何度も体を地面に打ち付けてようやく勢いが止まる。
「いてて」
全身の節々に鈍い痛みを感じつつも上半身を起こす。
「花……散ってるし」
転がり落ちても離さなかったのに、花弁がすべて散ってしまっていた。
茎だけになったそれを捨てて地面に手を付くと、水の感触がする。
「うわ、マジか」
反射的に手の平を見ると、しかし濡れていない。
「うん?」
手を付いていた場所には水溜まりがあり、それに手を触れると水の感触がする。
なのに手を引き上げるとまったく濡れていない。
それにこの水、発光している。
「これ……魔水か?」
第十階層より上の階層で稀に見られる魔力溜まり。
凝縮された魔力が液体化したのが、この魔水だ。
液体だが水のように濡れはせず、服に染み込みもしない。
「でも、なんでここに?」
ここは第六階層で、この辺りでは基本的に魔力溜まりは発生しない。
だが、実際に目の前には魔水がある。
首を傾げつつも立ち上がってみると、ようやく周囲の様子に意識が割けた。
木の根を幾重にも並べた壁や天井に包まれた奇妙な空間だ。
ここが地下なのは間違いないから、ちょうど樹木の真下あたりか。
注意深く観察するように見渡してみると、魔水の発生源と思しき物が視界に映る。
「これ……魔剣っ!?」
一際大きな魔力溜まりの中心に突き刺さった一振りの剣。
銀色の刃を持つそれは一目見ただけで魔剣であると判別できた。
「マジかよ、本物だ……」
魔剣は唯一無二の性能を誇る貴重な武器だ。
売れば孫の代まで遊んで暮らせるほどの大金が手に入る。
一度も魔剣を発見できずに一生を終える冒険者が大半なのに、なんて幸運だ。
「この魔剣から……魔力が溢れ出ている?」
銀色の刃から絶え間なく魔力が溢れ出し、泉のような魔力溜まりを形成している。
光り輝く水面に立つ魔剣の姿は神々しくすら感じられた。
「泉の魔剣か」
泉の如く魔力が溢れ出す剣。
無尽蔵の魔力がこの魔剣の特徴だった。
「……よし」
魔水の泉に入り、恐る恐る手を伸ばす。
その柄を握って勢いよく魔剣を引き抜いた。
「抜けた……」
握り締めた魔剣を見つめ、試しにかるく振るってみる。
銀色の残光を引いて虚空を裂いた魔剣は、その風切り音だけでその鋭さを物語っていた。
「う、売れば億万長者……売らなくても魔弾の充填に――」
ふと気がつく。
気がついてしまう。
「魔剣とギアブレードを……一つにすれば……」
出来る。
出来てしまう。
俺のスキルなら二つを分解して一つにすることができる。
魔剣のギアブレードを造ることができる。
「いや、待て待て、早まるな。
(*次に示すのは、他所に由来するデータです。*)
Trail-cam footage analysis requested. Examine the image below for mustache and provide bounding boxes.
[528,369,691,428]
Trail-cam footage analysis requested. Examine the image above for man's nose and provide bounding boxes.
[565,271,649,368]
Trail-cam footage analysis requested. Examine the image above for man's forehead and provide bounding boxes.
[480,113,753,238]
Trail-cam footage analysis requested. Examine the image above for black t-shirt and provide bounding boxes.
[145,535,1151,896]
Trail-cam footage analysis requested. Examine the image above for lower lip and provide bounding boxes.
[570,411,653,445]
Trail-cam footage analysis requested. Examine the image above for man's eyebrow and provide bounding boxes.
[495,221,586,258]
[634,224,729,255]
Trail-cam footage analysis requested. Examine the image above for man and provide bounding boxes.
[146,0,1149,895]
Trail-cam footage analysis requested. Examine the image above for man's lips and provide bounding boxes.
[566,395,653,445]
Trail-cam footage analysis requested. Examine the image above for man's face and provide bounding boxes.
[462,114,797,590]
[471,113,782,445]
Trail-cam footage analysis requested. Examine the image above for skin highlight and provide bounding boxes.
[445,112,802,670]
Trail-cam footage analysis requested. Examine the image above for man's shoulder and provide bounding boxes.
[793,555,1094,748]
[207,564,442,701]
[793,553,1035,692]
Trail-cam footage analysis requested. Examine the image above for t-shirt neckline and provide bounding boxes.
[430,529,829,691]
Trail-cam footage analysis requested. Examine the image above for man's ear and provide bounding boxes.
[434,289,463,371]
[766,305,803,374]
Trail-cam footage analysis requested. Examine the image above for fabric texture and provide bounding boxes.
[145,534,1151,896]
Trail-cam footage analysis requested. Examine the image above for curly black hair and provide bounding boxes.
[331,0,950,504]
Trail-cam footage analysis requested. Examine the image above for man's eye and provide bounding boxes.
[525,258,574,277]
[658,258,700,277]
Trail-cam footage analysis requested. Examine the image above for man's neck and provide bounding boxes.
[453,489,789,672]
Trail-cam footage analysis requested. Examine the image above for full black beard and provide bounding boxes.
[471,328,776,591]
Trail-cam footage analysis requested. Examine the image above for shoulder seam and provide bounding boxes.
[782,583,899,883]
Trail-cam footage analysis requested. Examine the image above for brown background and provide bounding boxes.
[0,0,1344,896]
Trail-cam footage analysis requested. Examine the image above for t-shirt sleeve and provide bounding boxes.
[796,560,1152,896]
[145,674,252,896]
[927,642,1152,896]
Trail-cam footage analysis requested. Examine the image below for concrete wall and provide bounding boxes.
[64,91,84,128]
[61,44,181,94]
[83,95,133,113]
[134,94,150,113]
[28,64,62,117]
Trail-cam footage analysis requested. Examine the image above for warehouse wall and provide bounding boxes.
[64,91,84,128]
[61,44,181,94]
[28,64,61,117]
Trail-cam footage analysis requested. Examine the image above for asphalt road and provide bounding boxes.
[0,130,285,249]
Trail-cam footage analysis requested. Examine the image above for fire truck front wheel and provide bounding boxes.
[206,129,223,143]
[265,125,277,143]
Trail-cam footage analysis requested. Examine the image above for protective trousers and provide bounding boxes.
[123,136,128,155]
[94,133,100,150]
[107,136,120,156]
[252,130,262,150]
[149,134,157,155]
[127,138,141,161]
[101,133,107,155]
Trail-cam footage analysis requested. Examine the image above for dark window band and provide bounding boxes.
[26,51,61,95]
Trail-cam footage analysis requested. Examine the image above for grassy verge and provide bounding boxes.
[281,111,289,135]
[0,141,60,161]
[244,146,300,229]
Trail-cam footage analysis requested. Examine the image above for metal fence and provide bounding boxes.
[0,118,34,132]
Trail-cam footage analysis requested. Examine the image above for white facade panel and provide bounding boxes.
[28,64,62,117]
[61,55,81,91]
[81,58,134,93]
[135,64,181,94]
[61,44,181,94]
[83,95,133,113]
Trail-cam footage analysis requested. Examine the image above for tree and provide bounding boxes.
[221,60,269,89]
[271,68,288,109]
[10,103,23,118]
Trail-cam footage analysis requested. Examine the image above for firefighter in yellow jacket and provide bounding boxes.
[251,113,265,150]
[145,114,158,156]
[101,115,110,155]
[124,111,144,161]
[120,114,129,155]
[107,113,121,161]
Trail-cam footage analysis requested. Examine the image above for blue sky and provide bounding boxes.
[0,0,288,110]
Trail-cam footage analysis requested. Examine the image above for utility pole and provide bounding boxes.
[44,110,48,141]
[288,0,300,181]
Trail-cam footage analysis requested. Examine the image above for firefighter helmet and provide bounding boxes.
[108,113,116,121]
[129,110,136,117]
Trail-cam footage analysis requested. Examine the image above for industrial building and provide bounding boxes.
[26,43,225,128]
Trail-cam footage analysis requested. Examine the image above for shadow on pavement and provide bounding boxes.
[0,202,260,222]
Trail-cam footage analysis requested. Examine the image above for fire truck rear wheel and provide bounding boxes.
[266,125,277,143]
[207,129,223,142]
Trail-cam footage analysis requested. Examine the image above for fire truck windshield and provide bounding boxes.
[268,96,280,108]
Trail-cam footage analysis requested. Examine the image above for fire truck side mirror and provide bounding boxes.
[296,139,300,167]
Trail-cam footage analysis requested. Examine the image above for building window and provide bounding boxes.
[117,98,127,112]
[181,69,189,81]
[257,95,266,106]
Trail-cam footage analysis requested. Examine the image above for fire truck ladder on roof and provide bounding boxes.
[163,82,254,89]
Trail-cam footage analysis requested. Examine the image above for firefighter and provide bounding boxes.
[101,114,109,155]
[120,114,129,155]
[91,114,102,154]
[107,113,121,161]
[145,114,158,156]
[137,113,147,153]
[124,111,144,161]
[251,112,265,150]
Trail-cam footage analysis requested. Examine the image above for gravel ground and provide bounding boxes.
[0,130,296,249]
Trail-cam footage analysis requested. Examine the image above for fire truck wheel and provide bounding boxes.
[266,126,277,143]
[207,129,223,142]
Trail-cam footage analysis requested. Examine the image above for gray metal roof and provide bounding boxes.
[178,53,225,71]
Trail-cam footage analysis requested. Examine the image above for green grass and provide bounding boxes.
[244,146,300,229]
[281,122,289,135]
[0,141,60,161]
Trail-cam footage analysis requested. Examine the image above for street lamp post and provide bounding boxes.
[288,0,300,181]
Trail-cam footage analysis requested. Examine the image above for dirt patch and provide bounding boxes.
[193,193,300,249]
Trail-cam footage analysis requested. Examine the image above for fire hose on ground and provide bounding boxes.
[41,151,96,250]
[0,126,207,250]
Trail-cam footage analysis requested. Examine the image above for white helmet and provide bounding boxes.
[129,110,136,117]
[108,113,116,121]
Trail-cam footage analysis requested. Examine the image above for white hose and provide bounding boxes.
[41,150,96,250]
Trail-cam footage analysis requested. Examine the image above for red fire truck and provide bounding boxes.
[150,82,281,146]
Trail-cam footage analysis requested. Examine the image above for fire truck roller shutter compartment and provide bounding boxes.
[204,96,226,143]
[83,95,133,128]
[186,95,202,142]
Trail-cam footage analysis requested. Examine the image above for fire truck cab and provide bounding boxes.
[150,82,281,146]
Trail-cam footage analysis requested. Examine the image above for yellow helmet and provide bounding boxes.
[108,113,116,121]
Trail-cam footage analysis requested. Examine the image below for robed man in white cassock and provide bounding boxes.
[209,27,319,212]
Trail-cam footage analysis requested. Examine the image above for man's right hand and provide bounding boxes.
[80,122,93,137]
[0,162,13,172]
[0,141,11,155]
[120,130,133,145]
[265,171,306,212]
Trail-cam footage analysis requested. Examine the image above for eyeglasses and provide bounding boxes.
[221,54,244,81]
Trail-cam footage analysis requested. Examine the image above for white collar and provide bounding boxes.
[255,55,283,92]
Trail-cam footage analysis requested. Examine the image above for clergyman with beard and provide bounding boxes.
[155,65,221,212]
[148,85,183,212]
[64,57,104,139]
億万長者だぞ」
一生、金に困らなくて済む。
欲しい物はなんでも買えるし、プール付きの豪邸に住める。
古今東西の美味い料理をたらふく食えるし、きっと人間にとって最高の人生を送れるはずだ。
「……でも」
それはたぶん、俺にとっての最高じゃない。
俺の最高は贅沢をすることじゃなくて、遊んで暮らすことじゃなくて、このギアブレードで魔物を倒し、ダンジョンを攻略し、英雄となって歴史にこの名を刻むこと。
それが俺の夢であり、最高だ。
この魔剣を売って億万長者になったら、きっと後悔する。
そうなるくらいなら。
「……やる……やるぞ」
左手にギアブレードを持ち、右手に魔剣を握り締める。
「や……るんだ!」
迷いを振り切って、叫ぶ。
「魔改造!」
瞬間、ギアブレードと魔剣が粒子状に分解され、一つの武器として構築されていく。
もう止められない、引き返せない。
俺は思わず、腰が抜けてしまった。
「ははっ、やっちまった」
馬鹿なことをしたかも。
でも、やはり後悔はなかった。
「――出来た」
魔剣のギアブレード。
それが目の前で完成した。
「これが俺の……人生を賭けた剣」
立ち上がってそれを掴み取るとずっしりとした重みを感じる。
形状は元のギアブレードと同じ太刀型。
刀身が魔剣と同じ銀色に染まり、刃からは魔力が溢れ出していた。
無尽蔵の魔力には幾らでも使い道がある。
何度でも引き金を引けるし、何度でも魔法を唱えられるようになった。
これさえあればダンジョン攻略の最前線にだって行けるかも知れない。
「……折角なら区別したいな」
ただギアブレードと呼ぶのは、なんというか平凡的だ。
もっと特別な感じの名前で呼びたい。
「えーっとギアブレードの元がギアとヴィブロブレードだから……」
縮めてギアブレード。
「魔剣、マジックソード……マジックギアブレード? 長いな。もっと縮めて……マジ……マギ――マギア? マギアブレード!」
しっくり来た。
「これからこいつはマギアブレードだ!」
こうして俺は自信の運命を大きく変える武器を造り出した。